Yaşar Amca ve Can Amca akran, aynı kuşaktandılar. Kitaplarıyla buluşmamıza vesile olan dünya görüşleri onları 1960’lı yıllarda Türkiye İşçi Partisi çatısı altında buluşturmuştu. 12 Mart’ta Can Amca içerideydi, Yaşar Kemal ise içeridekileri kurtarmakla ilgili kampanyaların başında. 1974’te, Can Amca içeriden çıktıktan sonra Türkiye Yazarlar Sendika’sında birlikte çalıştılar. Daha sonrası siyaseten puslu, bilgim dahilinde değil. Düşünüyorum da edebi kimlikleri ile ilgili kanaatim de İnce Memed’i ve Can Amca’nın bir kaç kitabını saymazsak eğer esasen puslu sayılırdı hapishaneye girene kadar. Sanırım, bu iki büyük şair ve yazarın ayrı bir gelenekte temsil edilen siyasi kişilikleri nedeniyle biraz mesafeli durmuştuk yapıtlarına. Ya da bu yorum belki tüm bir kuşağa haksızlık, iç savaş koşullarının gündelik mücadele dayatması karşısında belki zamanımız olmadı geniş kapsamlı okumaya. Hangisinin daha baskın olduğundan emin değilim ama şurası kesin, attığı her adımda tarihin akışını değiştirdiğine inanan genç devrimciler olarak bizim kuşağın önemli kesimi onların kitaplarıyla öyle ya da böyle esasen 12 Eylül zindanlarında tanıştı.

Yaşar Kemal

Uzun açlık grevlerinden birinin ertesindeydi. Kitap yasakları nedeniyle bilcümle sakallıdan mahrum bırakılmıştık. Marx, Engels, Lenin, Stalin, Mao, Che hapishane yüzü görmüyordu! İçeriye “klasik” kitaplar alınmıyordu. İyi ki de alınmıyordu! Ve biz işte Yaşar Kemal’le esas olarak bu yasaklar sayesinde derinlemesine tanışmış olduk. Cezaevi direnişlerimiz sırasında dışarıda gösterdikleri  tavırlarının da etkisiyle Yaşar Kemal, bizim “Yaşar Amca”mız oldu. Demirciler Çarşısı Cinayeti, Yusufçuk Yusuf, Kuşlar da Gitti, Deniz Küstü. Görülmemiş bir mavide, mucizevi kırmızılarda açan çiçekleriyle Yaşar Kemal kitapları hayal hanemizin ufkunu öylesine genişletiyordu ki en yakınımdaki bazı yazı heveskârlarının Yaşar Kemal sözlükçesi olarak özel defterler tuttuğunu bugün sıcak bir hüzünle anımsıyorum.
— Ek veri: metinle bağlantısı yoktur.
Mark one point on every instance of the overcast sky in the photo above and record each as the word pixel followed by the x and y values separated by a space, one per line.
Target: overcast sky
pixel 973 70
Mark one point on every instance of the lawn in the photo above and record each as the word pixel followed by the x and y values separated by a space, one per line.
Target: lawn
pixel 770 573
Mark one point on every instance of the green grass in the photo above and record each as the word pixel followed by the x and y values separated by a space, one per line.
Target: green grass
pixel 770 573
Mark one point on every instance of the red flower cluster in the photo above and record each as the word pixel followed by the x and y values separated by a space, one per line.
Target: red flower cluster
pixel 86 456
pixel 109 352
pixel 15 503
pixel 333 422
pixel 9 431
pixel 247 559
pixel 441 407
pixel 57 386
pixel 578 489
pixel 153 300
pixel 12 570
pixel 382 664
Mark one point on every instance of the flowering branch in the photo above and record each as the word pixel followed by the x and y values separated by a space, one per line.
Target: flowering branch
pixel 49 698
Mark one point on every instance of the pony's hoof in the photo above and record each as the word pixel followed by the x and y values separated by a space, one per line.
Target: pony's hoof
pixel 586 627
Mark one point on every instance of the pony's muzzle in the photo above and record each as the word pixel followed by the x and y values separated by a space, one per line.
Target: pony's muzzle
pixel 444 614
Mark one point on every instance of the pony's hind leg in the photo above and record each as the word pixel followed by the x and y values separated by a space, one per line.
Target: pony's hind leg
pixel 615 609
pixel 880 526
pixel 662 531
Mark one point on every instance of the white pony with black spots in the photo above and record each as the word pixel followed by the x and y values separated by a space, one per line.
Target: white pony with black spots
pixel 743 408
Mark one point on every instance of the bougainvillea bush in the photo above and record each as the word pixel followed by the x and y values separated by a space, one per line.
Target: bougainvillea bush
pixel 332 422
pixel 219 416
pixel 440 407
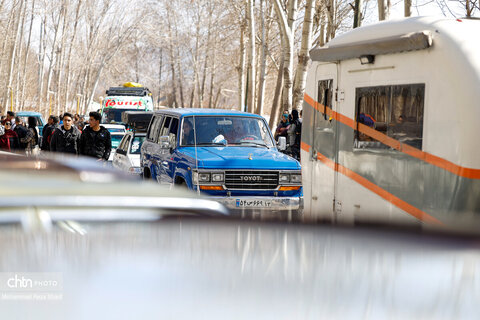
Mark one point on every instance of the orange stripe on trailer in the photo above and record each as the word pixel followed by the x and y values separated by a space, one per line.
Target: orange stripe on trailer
pixel 289 188
pixel 412 210
pixel 383 138
pixel 305 146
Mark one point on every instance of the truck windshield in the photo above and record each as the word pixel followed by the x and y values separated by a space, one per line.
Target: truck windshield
pixel 114 115
pixel 225 130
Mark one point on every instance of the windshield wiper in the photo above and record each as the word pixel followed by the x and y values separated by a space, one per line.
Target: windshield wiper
pixel 211 143
pixel 252 142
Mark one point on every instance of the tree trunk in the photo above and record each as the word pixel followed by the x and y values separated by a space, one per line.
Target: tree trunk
pixel 17 91
pixel 11 18
pixel 287 26
pixel 41 57
pixel 172 63
pixel 241 70
pixel 408 8
pixel 69 55
pixel 303 57
pixel 357 15
pixel 207 50
pixel 195 60
pixel 275 112
pixel 263 64
pixel 12 57
pixel 27 51
pixel 251 57
pixel 52 53
pixel 381 10
pixel 212 75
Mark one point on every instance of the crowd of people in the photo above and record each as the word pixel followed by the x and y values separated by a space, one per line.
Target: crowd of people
pixel 290 127
pixel 65 134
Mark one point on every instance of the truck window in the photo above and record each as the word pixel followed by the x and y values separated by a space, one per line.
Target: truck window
pixel 325 94
pixel 154 128
pixel 165 127
pixel 396 111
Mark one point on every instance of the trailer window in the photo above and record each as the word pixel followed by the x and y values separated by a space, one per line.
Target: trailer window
pixel 396 111
pixel 325 94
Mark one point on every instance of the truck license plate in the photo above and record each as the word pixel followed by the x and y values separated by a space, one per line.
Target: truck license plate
pixel 253 203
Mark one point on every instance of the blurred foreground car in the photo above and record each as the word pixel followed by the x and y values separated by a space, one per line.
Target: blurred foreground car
pixel 114 249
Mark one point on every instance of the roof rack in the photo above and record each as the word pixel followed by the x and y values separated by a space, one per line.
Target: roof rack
pixel 138 120
pixel 128 91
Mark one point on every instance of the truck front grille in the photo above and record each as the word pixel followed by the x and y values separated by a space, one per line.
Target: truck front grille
pixel 251 180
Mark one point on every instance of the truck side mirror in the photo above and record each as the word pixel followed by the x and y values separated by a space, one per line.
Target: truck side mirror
pixel 282 143
pixel 164 142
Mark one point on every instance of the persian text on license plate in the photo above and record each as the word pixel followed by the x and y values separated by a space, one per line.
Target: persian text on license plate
pixel 253 203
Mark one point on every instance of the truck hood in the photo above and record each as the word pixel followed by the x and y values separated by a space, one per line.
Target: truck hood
pixel 242 158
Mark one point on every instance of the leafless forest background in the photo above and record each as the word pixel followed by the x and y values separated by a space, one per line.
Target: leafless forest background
pixel 237 54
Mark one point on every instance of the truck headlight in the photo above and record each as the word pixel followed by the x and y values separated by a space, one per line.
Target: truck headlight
pixel 284 177
pixel 200 177
pixel 217 177
pixel 135 170
pixel 203 177
pixel 296 178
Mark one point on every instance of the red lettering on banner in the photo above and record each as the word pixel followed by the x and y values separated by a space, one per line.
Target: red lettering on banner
pixel 110 103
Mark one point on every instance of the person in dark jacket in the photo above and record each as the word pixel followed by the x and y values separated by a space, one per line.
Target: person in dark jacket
pixel 21 131
pixel 31 139
pixel 96 141
pixel 66 139
pixel 9 140
pixel 48 130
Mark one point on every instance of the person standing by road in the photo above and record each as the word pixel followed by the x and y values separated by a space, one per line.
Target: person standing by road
pixel 21 132
pixel 31 139
pixel 48 130
pixel 282 127
pixel 66 138
pixel 9 140
pixel 11 118
pixel 95 140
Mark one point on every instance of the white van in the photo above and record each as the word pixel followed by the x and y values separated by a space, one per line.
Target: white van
pixel 390 128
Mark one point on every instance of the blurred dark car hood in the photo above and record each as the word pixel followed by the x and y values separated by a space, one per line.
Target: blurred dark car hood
pixel 216 269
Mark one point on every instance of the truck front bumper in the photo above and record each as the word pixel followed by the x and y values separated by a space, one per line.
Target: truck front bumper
pixel 266 203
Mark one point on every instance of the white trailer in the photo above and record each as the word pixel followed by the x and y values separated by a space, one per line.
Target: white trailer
pixel 391 123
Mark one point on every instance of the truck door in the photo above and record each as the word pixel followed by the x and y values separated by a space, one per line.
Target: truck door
pixel 324 144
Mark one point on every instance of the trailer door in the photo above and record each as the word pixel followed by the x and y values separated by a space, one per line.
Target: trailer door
pixel 324 142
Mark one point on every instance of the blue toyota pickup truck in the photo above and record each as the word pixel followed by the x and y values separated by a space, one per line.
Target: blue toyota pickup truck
pixel 228 155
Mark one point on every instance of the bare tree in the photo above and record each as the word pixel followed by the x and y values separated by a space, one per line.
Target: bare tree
pixel 303 56
pixel 251 57
pixel 286 18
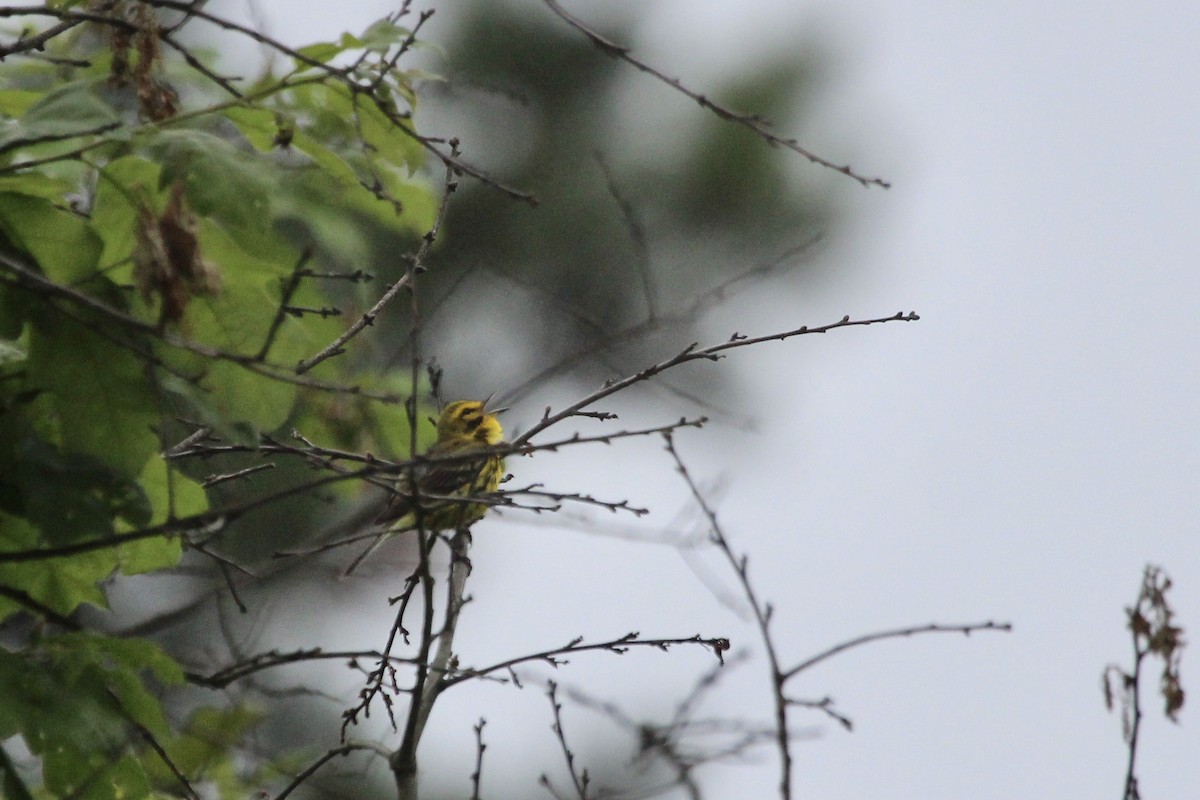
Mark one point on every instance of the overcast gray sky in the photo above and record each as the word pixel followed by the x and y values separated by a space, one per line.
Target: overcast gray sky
pixel 1018 455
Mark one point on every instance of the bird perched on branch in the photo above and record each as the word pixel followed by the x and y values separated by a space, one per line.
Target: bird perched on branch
pixel 449 477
Madem dersimiz halk dili, çekincesiz söyleyelim:

Yaşar Amca, zindan karanlıklarında bize direnme gücü veren şamanlardan biriydi! Kuşkusuz, büyük bir dengbejdi!

Mahpusluğumuzun üçüncü yılıydı. Sonuç mahkemesine sunmak için hazırladığımız siyasi savunmamıza etkileyici, güçlü bir girişle başlamak istiyorduk. Öyle bir cümle olmalıydı ki bulacağımız, siyasal şiarımızın en azından bir imgesini dinleyenin, okuyanın zihnine mıh gibi çakmalıydı. İlk destek Yunus Emre’den geldi. “Geçti beyler mürüvveti,” diyordu yoksul Yunus, “içtikleri kan oluptur!” İkinci desteği ise, Yaşar Kemal’in denemelerinin yer aldığı Ağacın Çürüğü kitabında bulduk. Kadim bir Anadolu deyişine yer vermişti yazısının girişinde: “İnsanların türkülerini yapanlar, yasalarını yapanlardan daha güçlüdür!”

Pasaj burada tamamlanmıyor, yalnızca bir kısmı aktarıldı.